I have now be able to reduce at least a little bit the Time it takes to create an Entity Manager factory in the case of this application.

Currently the above Factory:

Is yielding me something like:
EntityManagerSetupImpl] - Creation of EntityManager Predeploy for PersistenceUnit: SOMEAPP_PU executed in: 1951 ms

Whereas before we were looking at:
Creation of EntityManagerFactory for PersistenceUnit: SOMEAPP_PU executed in: 2625 ms

I did not go after any fancy complicated logic of eclipselink since I have no intention of getting burned.

The following log statements are relevant for this:
####2017-10-26 16:22:10,022 ThreadId:127 INFO [logger: org.eclipse.persistence.internal.jpa.metadata.MetadataProcessor] - Map ArchieveURLs to ArchieveObjects computed in : 93 ms for 16 archives using 5 threads <LogContext:none> <ServerService Thread Pool -- 64>
####2017-10-26 16:22:10,256 ThreadId:127 INFO [logger: org.eclipse.persistence.internal.jpa.EntityManagerSetupImpl] - Load Mapping files executed in 327 ms <LogContext:none> <ServerService Thread Pool -- 64>

We gain something like 400 ms on this loadMapings logic simply be reworking the
public void loadMappingFiles(boolean throwExceptionOnFail) {

In the MetadataProcess.java



LOAD MAPPINGS PROBLEM:
The load mappings method is not as efficient as it can be.
It redoes non cheap operations at least twice and single threaded.
This means we waste time and available cores.

In the load mappings we have to calls that are not re-using computations done on previous calls.

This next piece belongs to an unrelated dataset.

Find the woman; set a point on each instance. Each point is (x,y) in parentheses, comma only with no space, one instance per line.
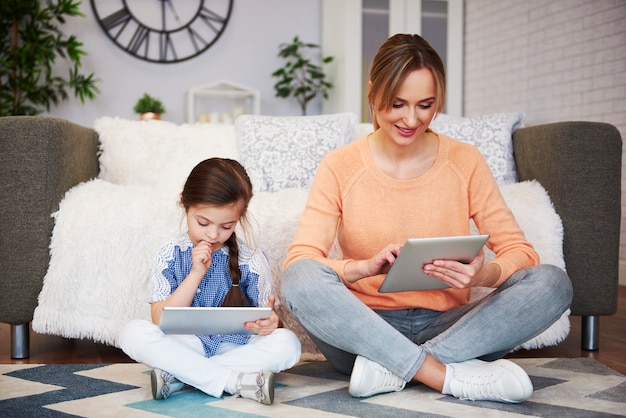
(406,181)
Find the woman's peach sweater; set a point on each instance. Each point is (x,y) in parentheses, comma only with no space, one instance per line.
(353,200)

loadStandardMappingFiles(MetadataHelper.JPA_ORM_FILE)
loadStandardMappingFiles(MetadataHelper.ECLIPSELINK_ORM_FILE)

We have these two calls.
And this is not good because in each of these calls there will be Loop mapping rootUrl -> Archive.
The building of archive using the archive factory does not come for free.
In a debugger session we can see that each time the archive factory is called the debugger stops for a bit.
If the debugger stops for a bit it is obvious the opeation does not come fore free because we feel it already.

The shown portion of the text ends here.